Ефим Зозуля - Лимонада
Обзор книги Ефим Зозуля - Лимонада
Ефим Давыдович Зозуля
Лимонада
Посвящается Холстомеру и Изумруду
У нас в комиссариате среди средств передвижения были два автомобиля и нечто вроде экипажа, в который впрягалась Лимонада. Эта Лимонада встретила революцию еще жеребенком, мать ее была убита случайной пулей левого эсера, восставшего вместе с другими левыми эсерами в 1918 году. Лимонаду подобрал Кузьма, человек, между прочим, за все время революции не менявший профессии конюха, и в 1919 году это уже была лошадь как лошадь. Красивой ее вряд ли можно было назвать. В ее походке было что-то задумчиво сутуловатое и интеллигентное, хотя и весьма демократическое. Она была похожа приблизительно на народного учителя, на эту, как известно, наиболее привлекательную разновидность интеллигенции. Затем, когда я узнал Лимонаду в начале 1919 г., она была очень любознательна, и всем нравилось это ее особенное свойство. Она подходила к новому человеку, становилась против него на совсем близком расстоянии и смотрела прямо в глаза своим взглядом серьезной девушки, доверчивым и нежным, но одновременно и строгим.
Почему ее звали Лимонадой, я не знаю, не знал и Кузьма, и мне кажется, что это неважно.
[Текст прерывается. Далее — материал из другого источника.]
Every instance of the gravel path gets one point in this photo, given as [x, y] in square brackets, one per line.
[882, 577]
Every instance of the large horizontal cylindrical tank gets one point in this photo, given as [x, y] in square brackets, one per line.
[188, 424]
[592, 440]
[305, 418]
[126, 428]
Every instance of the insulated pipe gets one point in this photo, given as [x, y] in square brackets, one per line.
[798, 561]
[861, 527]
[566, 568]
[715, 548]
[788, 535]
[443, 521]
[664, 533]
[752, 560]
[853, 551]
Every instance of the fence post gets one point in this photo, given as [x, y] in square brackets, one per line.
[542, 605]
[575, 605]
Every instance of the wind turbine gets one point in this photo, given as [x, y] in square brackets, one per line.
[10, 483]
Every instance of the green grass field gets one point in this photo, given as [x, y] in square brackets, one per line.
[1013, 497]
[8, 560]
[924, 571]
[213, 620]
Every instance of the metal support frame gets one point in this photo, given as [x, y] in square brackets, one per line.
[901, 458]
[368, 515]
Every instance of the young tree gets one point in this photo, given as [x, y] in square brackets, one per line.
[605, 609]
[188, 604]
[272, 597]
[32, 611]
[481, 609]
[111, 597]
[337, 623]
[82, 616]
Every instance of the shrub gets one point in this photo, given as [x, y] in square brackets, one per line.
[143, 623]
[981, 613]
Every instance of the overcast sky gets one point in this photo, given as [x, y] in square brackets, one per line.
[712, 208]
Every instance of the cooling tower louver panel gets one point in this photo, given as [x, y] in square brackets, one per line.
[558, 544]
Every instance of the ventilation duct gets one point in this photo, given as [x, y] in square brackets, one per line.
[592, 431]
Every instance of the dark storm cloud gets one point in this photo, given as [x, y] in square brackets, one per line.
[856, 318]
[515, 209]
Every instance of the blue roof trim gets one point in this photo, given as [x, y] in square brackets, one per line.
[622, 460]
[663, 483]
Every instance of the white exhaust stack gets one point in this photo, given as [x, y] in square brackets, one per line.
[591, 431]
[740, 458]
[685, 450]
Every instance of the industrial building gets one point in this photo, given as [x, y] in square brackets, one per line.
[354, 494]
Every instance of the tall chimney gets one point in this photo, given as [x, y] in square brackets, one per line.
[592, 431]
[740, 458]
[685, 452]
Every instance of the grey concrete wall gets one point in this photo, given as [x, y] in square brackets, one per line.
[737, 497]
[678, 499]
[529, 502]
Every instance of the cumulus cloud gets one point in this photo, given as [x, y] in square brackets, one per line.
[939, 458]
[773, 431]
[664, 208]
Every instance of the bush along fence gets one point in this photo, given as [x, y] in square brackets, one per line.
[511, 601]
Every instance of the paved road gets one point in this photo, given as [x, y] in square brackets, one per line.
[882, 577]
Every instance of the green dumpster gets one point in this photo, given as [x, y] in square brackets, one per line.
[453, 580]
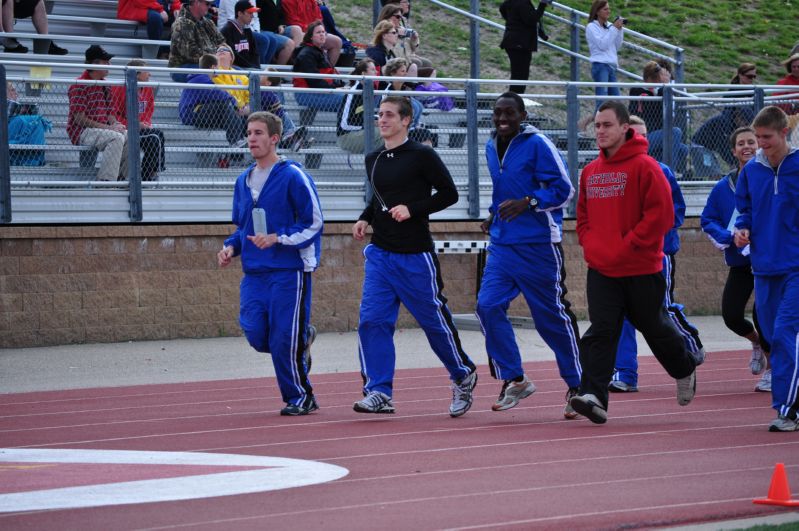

Двор был большой, двойной. Кузьма любил во всем широту и отпускал Лимонаду бродить по двору, пока он возился с укладкой упряжи и приведением в порядок разбитого экипажа, всегда нуждавшегося в ремонте.
Когда наступили наиболее тяжелые голодные месяцы, и сено становилось таким же редким и ценным предметом, как и хлеб, выражение любознательности усиливалось на лице Лимонады, и она бродила по двору, обнюхивая уменьшенными исхудавшими ноздрями остатки приспособлений для фонтана, украшавшего некогда буржуазный дом. Бывали и такие дни, когда Кузьма открывал конюшню, ложился спать, а перед тем как лечь, говорил Лимонаде не без отчаянья:
— Нет у меня для тебя ни. иди проси милостыню, может, и подаст тебе кто.
Лимонада отходила от стойла, весьма сдержанно ценя свою свободу, долго стояла и думала на пороге конюшни, и уходила во двор, переходя из одного в другой. Дом был огромный, подъездов было много не только с улицы, но и со двора. И около всех стояла и дожидалась чего-то Лимонада. Каждого входящего и выходящего она провожала пристальным взглядом, причем взгляд этот становился все более и более утомленным и недоверчивым.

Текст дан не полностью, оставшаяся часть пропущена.